Presented By O’Reilly and Cloudera
Make Data Work
September 11, 2018: Training & Tutorials
September 12–13, 2018: Keynotes & Sessions
New York, NY

High-performance messaging with Apache Pulsar

Karthik Ramasamy (Streamlio), Matteo Merli (Streamlio)
2:00pm–2:40pm Thursday, 09/13/2018
Emerging technologies & case studies
Location: 1E 07/08 Level: Beginner
Average rating: ****.
(4.50, 2 ratings)

Who is this presentation for?

  • Engineers and engineering managers

Prerequisite knowledge

  • A basic understanding of streaming systems and storage systems (useful but not required)

What you'll learn

  • Understand messaging systems, Apache Pulsar, and OpenMessaging Benchmark
  • Learn what to look for in a messaging solution for your use case

Description

Apache Pulsar is a distributed pub/sub messaging system that originated at Yahoo, where it has been powering many critical systems and user-facing products for several years. Since Pulsar is designed to be used as a critical component for building reliable systems, it needs to offer strong guarantees in terms of the durability of the data, throughput, and latency. Apache Pulsar relies on a stream-storage layer built on top of Apache BookKeeper to create a powerful combination that can store and deliver data durably with very low latency.

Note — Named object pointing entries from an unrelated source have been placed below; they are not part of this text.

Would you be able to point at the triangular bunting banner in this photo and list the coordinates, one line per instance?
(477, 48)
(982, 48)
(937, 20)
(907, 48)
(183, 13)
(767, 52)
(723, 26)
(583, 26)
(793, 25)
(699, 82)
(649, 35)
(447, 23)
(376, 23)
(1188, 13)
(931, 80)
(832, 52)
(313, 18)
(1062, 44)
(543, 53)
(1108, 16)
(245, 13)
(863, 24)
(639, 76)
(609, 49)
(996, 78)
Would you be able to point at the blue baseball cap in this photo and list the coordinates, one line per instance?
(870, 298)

In order to achieve this, Apache Pulsar and BookKeeper introduced several optimizations, such as object pooling or reducing threads contention, to ensure you can fully take advantage of the hardware resources under diverse workloads.

Karthik Ramasamy and Matteo Merli dive into the details about these optimizations and how they enable Pulsar to perform well in OpenMessaging Benchmark, a project of the Linux Foundation that provides an extensible framework for benchmarking different messaging systems under a set of realistic workload conditions.

Photo of Karthik Ramasamy

Karthik Ramasamy

Streamlio

Karthik Ramasamy is the cofounder of Streamlio, a company building next-generation real-time processing engines. Karthik has more than two decades of experience working in parallel databases, big data infrastructure, and networking. Previously, he was engineering manager and technical lead for real-time analytics at Twitter, where he was the cocreator of Heron; cofounded Locomatix, a company that specialized in real-time stream processing on Hadoop and Cassandra using SQL (acquired by Twitter); worked briefly on parallel query scheduling at Greenplum (acquired by EMC for more than $300M); and designed and delivered platforms, protocols, databases, and high-availability solutions for network routers at Juniper. He’s the author of several patents, publications, and one best-selling book, Network Routing: Algorithms, Protocols, and Architectures. Karthik holds a PhD in computer science from the University of Wisconsin–Madison with a focus on databases, where he worked extensively in parallel database systems, query processing, scale-out technologies, storage engines, and online analytical systems. Several of these research projects were spun out as a company later acquired by Teradata.

Photo of Matteo Merli

Matteo Merli

Streamlio

Matteo Merli is a software engineer at Streamlio working on messaging and storage technologies. Previously, he spent several years at Yahoo building database replication systems and multitenant messaging platforms. Matteo was the architect and lead developer for Yahoo Pulsar and a member of the PMC of Apache BookKeeper.